By 2012, the combined BoI-PEZA investments are expected to hit P424 billion or 15 percent higher than 2011 with BoI contributing P296.8 billion and PEZA, P110.6 billion.
By 2013, both agencies would have combined investments haul of P508.8 billion, which is 20 percent higher than 2012, with BoI's contribution growing to P356.2 billion and PEZA, P152.6 billion.
By 2014, combined investments should have gone up to P610 billion maintaining a 20 percent growth with BoI's project approvals hitting P427.3 billion and PEZA with P182.7 billion.
Notably, the BoI target for 2011 is lower than the P301 billion worth of investments from the 213 projects it approved in 2010. The BoI approved projects in 2010 are expected to generate 36,450 jobs once they are in full commercial operation.
Panlilio, however, said that the original BoI target in 2010 was only P224.6 billion, but this was adjusted to P287 billion following the influx of independent power producers administrators (IPPAs) seeking BoI registration.
The lower target has also considered the fact that BoI has decided not to register any IPPAs this year because they do not bring in new power capacities nor entails new investments for major rehabilitation to rehabilitation to make the acquired assets more efficient.
IPPAs, which are the power plants being privatized by Power Sector Assets and Liabilities Management Corp. (PSALM), accounted for almost half of the total P301 billion investments approved by the BoI in 2010.
The absence of the IPPAs, Panlilio said, would be replaced by the registration of five projects under the Public-Private Partnership (PPP) program. Most of the PPP projects have foreign investors. Aside from PPPs, the BoI expects to generate more investments from the 11 priority sectors under the planned 2011 Investment Priorities Plan.

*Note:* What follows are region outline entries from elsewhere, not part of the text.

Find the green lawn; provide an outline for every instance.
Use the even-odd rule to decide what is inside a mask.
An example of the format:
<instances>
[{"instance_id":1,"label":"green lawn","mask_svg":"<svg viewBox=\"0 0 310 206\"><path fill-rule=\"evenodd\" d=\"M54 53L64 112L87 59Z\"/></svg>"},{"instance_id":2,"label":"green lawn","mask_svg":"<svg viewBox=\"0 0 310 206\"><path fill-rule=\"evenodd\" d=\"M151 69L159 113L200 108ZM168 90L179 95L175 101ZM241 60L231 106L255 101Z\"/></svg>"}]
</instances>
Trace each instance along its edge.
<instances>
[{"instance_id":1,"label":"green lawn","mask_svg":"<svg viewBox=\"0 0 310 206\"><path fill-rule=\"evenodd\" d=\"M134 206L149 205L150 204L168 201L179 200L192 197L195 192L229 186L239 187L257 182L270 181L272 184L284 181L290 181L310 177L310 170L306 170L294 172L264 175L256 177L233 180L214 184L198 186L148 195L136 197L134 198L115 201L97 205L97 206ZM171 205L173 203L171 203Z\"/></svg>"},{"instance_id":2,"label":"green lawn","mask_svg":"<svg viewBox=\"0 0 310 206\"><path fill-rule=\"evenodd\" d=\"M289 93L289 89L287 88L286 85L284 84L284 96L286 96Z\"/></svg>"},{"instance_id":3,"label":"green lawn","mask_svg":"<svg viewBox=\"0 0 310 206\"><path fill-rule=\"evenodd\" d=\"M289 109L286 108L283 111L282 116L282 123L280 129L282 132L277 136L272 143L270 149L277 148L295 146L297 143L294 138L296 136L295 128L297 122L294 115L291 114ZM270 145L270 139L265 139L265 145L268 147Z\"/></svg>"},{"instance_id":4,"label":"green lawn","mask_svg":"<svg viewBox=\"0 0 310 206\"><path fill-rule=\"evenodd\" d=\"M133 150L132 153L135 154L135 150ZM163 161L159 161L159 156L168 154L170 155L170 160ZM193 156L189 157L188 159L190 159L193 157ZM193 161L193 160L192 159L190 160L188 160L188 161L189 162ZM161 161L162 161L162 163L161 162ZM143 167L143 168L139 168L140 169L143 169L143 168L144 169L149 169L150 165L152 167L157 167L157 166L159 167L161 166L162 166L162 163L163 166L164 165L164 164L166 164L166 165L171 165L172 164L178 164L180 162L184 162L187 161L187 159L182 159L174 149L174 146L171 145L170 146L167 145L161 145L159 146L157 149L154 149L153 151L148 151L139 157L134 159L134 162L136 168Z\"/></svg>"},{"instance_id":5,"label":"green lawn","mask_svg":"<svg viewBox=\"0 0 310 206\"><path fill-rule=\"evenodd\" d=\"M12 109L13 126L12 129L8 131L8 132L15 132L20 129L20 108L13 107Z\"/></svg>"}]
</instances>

The 11 priority sectors are agriculture/agribusiness and fishery, creative industries, shipbuilding, mass housing, energy, infrastructure, research and development, green projects, tourism, strategic projects and projects under the PPP program.
Projects identified under these sectors would be entitled to tax and fiscal incentives of the government based largely on their impact to the domestic economy.